LoRA Adapters
Olive provides a standard interface and a specialized interface to finetune a model and generate LoRA adapter. The standard interface, usually powered with an UX such as VS Code, provides maximum flexibility where the user can describe the fine-tuning parameters, model transformations parameters, datasets etc., in a .json or .yaml configuration which is provided to Olive as an input. For example,
$ olive run -- config llama2_qlora.config
Alternatively the user can use simplified command line to finetune HF model and generate LoRA adapters. For example,
$ olive finetune --method qlora --m meta-llama/Llama-2-7b-hf -d nampdn-ai/tiny-codes \
--train_split "train[:4096]" --eval_split "train[4096:4224]" --per_device_train_batch_size 16 \
--per_device_eval_batch_size 16 --max_steps 150 --logging_steps 50 -o models/tiny-codes \
--text_template "### Language: {programming_language} \n### Question: {prompt} \n### Answer: {response}"

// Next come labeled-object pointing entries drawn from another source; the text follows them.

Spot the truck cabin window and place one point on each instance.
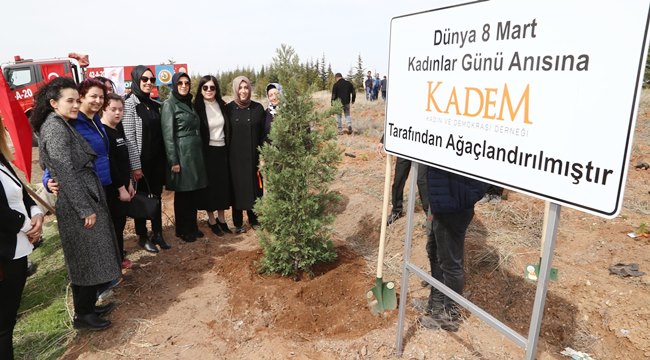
(19, 77)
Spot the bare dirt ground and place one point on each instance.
(205, 300)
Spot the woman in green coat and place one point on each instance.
(185, 167)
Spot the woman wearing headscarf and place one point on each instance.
(21, 226)
(214, 126)
(88, 239)
(246, 134)
(273, 92)
(144, 140)
(183, 146)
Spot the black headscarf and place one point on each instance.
(136, 74)
(187, 99)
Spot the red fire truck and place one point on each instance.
(26, 76)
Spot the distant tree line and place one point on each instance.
(315, 74)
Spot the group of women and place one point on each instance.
(99, 149)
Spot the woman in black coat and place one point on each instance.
(214, 126)
(21, 225)
(245, 136)
(143, 131)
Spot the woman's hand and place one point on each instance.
(137, 174)
(131, 190)
(90, 221)
(53, 186)
(123, 194)
(34, 233)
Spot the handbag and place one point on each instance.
(144, 205)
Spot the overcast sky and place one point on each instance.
(210, 36)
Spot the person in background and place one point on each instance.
(20, 227)
(245, 136)
(273, 92)
(110, 85)
(368, 86)
(144, 140)
(494, 195)
(343, 91)
(185, 165)
(88, 240)
(375, 87)
(214, 126)
(451, 203)
(121, 191)
(402, 170)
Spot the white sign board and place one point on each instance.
(537, 96)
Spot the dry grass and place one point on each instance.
(525, 217)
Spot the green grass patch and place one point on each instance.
(43, 329)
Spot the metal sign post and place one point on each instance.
(530, 344)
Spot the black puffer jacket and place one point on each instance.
(450, 192)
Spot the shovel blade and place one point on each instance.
(382, 297)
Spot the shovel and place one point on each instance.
(382, 296)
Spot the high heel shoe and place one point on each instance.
(147, 244)
(160, 241)
(224, 227)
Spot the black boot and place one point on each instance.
(158, 240)
(91, 322)
(216, 229)
(224, 227)
(146, 244)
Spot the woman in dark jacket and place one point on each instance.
(88, 239)
(214, 126)
(185, 166)
(246, 134)
(146, 151)
(21, 226)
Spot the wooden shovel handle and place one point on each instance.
(384, 217)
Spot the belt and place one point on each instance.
(185, 133)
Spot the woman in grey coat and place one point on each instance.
(87, 236)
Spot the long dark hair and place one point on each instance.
(50, 91)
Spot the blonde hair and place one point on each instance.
(4, 147)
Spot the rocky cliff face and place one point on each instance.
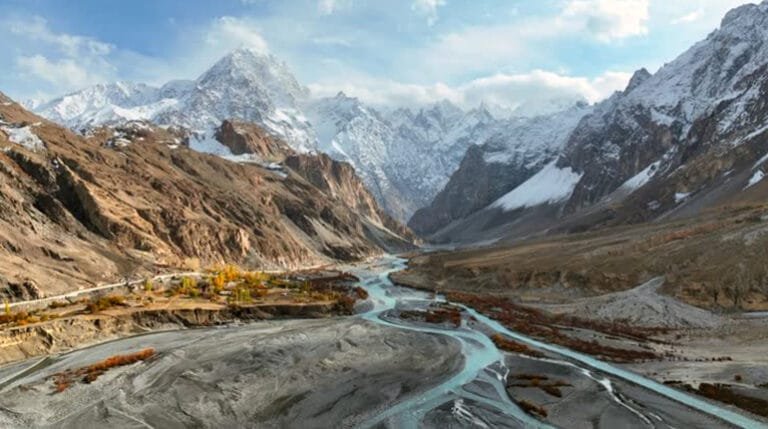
(690, 137)
(517, 151)
(246, 85)
(79, 210)
(404, 157)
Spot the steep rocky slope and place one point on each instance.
(404, 157)
(79, 210)
(505, 160)
(245, 84)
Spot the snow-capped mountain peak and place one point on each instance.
(245, 84)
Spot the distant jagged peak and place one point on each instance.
(255, 68)
(745, 15)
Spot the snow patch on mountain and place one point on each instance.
(245, 85)
(550, 185)
(23, 136)
(755, 179)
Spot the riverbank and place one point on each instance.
(217, 298)
(292, 373)
(640, 329)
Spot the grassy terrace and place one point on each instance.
(218, 288)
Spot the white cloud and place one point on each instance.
(507, 91)
(331, 41)
(689, 17)
(608, 20)
(227, 33)
(65, 73)
(37, 29)
(428, 8)
(329, 7)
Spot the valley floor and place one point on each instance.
(718, 355)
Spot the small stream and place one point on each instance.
(482, 380)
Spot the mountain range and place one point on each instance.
(671, 144)
(405, 157)
(687, 138)
(131, 198)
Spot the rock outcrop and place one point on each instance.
(78, 210)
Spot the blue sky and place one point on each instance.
(386, 52)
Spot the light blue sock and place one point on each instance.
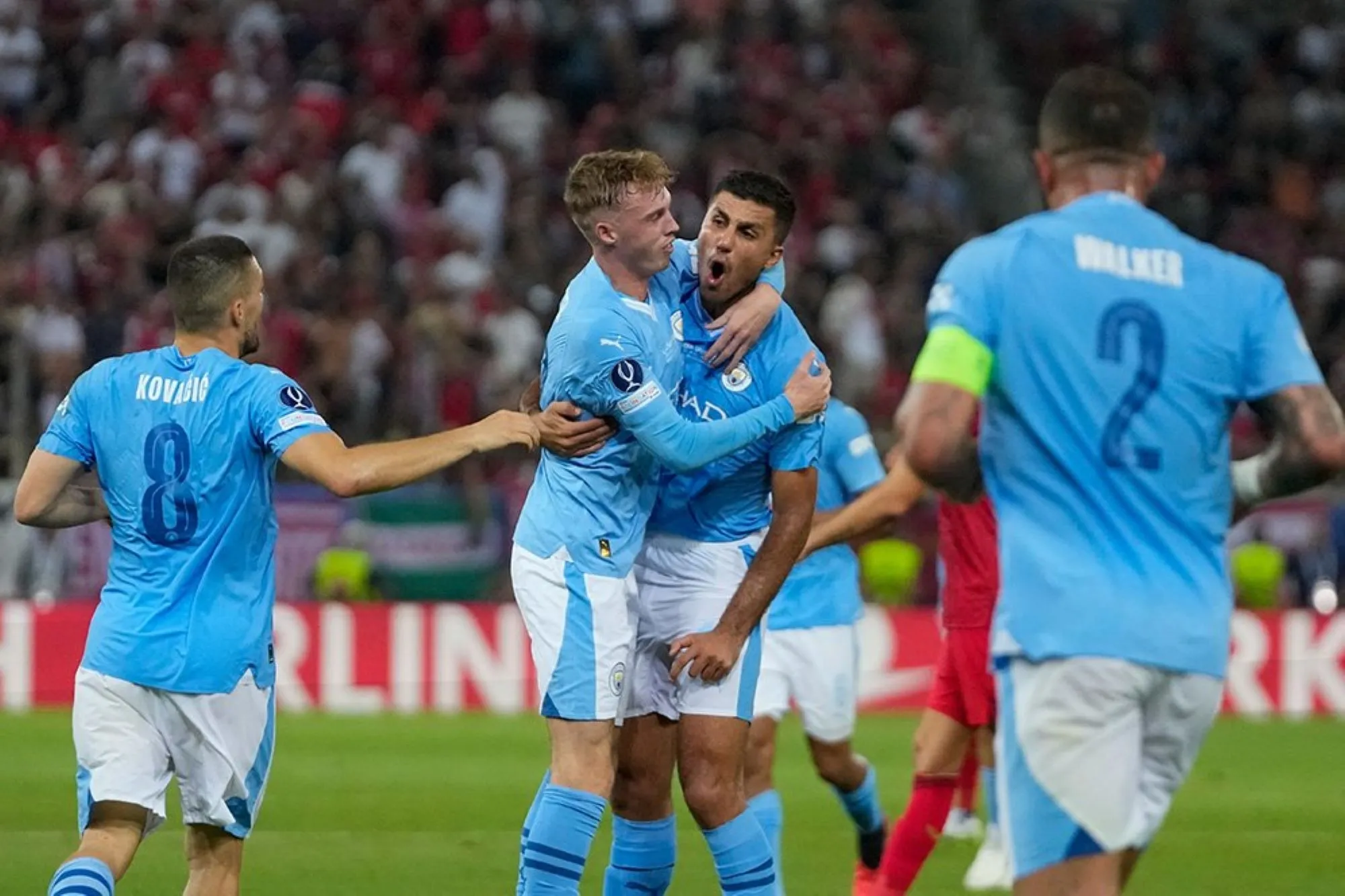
(644, 854)
(559, 841)
(83, 877)
(988, 787)
(743, 857)
(863, 803)
(528, 826)
(770, 814)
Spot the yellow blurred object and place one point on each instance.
(1258, 571)
(345, 573)
(891, 569)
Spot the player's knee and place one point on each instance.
(641, 792)
(714, 797)
(583, 756)
(836, 763)
(761, 760)
(935, 755)
(114, 836)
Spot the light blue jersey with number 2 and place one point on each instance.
(186, 450)
(1121, 349)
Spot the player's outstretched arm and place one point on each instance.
(684, 446)
(744, 322)
(562, 425)
(934, 428)
(1308, 448)
(878, 506)
(711, 655)
(364, 470)
(49, 498)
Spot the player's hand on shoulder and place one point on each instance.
(708, 655)
(743, 326)
(506, 428)
(564, 434)
(809, 388)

The output of the above commands will be LoRA adapter file as well as optimized ONNX Model.
In addition, Olive provides a separate command to produce LoRA adapter for ORT’s consumption from already finetuned PEFT model.
$ olive convert-adapters [-h] [--adapter_path ADAPTER_PATH] \
[--output_path OUTPUT_PATH] [--dtype {float32,float16}] \
[--quantize_int4] \
[--int4_block_size {16,32,64,128,256}] \
[--int4_quantization_mode {symmetric,asymmetric}]